Tips & Best Practices

  • Keep $filterable up to date: Every column or relationship you wish to filter on must appear in the array.
  • Use strict column validation in production:
    protected $validateColumns = true;
    This prevents typos or malicious filters from silently being ignored.
  • Leverage composite (virtual) filters sparingly: Only create a custom scope if you truly need to combine two or more columns into one semantic filter.
  • Avoid leading wildcards unless necessary:
    • LIKE '%foo%' is flexible but slow on large tables. Whenever possible, use LIKE 'foo%' or full‐text search.
  • Paginate filtered results: Filtering can return large result sets. Always pair with →paginate() or →simplePaginate() to avoid memory issues.
  • Test your JSON and relationship filters thoroughly—wrong syntax or missing indexes can lead to unexpected results or performance hits.

Troubleshooting

  • “Filter column ‘xyz’ is not allowed.”
    You enabled protected $validateColumns = true and passed a key not in $filterable. Either add it to the array or disable validation.
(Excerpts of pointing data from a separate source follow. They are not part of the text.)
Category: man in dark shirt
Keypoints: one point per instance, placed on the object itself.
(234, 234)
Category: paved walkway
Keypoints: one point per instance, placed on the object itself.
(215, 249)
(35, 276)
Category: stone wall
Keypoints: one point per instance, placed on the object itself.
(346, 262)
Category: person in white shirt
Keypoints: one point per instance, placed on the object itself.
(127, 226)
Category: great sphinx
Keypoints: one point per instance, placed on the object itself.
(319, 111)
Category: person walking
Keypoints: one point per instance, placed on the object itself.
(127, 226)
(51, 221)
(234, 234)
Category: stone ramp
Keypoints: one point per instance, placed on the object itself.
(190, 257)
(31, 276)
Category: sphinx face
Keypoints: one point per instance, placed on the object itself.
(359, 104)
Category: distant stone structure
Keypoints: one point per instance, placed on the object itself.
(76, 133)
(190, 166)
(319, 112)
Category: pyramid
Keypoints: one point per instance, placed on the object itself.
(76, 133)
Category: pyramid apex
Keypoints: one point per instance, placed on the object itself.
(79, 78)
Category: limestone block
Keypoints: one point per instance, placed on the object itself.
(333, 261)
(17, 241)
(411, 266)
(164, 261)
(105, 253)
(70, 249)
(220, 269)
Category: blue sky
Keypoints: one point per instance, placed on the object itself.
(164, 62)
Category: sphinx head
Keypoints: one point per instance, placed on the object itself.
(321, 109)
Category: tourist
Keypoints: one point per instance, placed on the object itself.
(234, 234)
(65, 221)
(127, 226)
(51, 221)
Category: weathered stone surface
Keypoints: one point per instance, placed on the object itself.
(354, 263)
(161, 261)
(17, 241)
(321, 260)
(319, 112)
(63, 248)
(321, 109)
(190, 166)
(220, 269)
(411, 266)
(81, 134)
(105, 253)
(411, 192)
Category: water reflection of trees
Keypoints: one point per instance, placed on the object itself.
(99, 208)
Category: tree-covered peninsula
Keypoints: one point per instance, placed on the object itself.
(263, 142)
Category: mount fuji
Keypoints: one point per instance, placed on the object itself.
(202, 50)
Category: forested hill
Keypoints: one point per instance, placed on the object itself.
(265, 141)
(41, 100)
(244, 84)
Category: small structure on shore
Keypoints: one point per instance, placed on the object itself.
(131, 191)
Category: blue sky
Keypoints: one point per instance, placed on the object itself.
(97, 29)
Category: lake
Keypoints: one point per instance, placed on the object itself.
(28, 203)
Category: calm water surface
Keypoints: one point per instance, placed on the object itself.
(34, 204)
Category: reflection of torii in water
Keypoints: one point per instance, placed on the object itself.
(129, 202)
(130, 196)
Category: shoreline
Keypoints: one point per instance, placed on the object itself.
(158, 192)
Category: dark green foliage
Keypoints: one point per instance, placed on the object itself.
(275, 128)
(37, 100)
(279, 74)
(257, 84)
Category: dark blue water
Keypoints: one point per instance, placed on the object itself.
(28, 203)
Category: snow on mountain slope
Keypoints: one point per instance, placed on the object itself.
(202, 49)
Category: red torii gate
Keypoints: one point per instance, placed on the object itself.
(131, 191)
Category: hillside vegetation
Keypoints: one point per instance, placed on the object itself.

  • Operator ‘in’ is not allowed for type ‘integer’
    Check your $filterable type for that key. The in operator only works on integer, id, string, or json—not on date/datetime out of the box.

  • Composite filter not working
    If you declared a key as 'scope' in $filterable (for example, 'name' => 'scope'), make sure you have a corresponding scopeName() method on the model. If the trait can’t find scopeName, it will skip your filter.

  • Slow queries on large tables

    • Check if you’re using %…% wildcards (leading %) on very large text columns—those can’t use indexes.
    • Consider adding a full‐text index for complex search scenarios or switch to a dedicated search engine (Scout, Algolia, MeiliSearch).

With this simple trait, you can keep your controllers and repositories neat, DRY, and expressive—no more copy/pasting dozens of if ($request->has('…')) { … } checks. Happy filtering!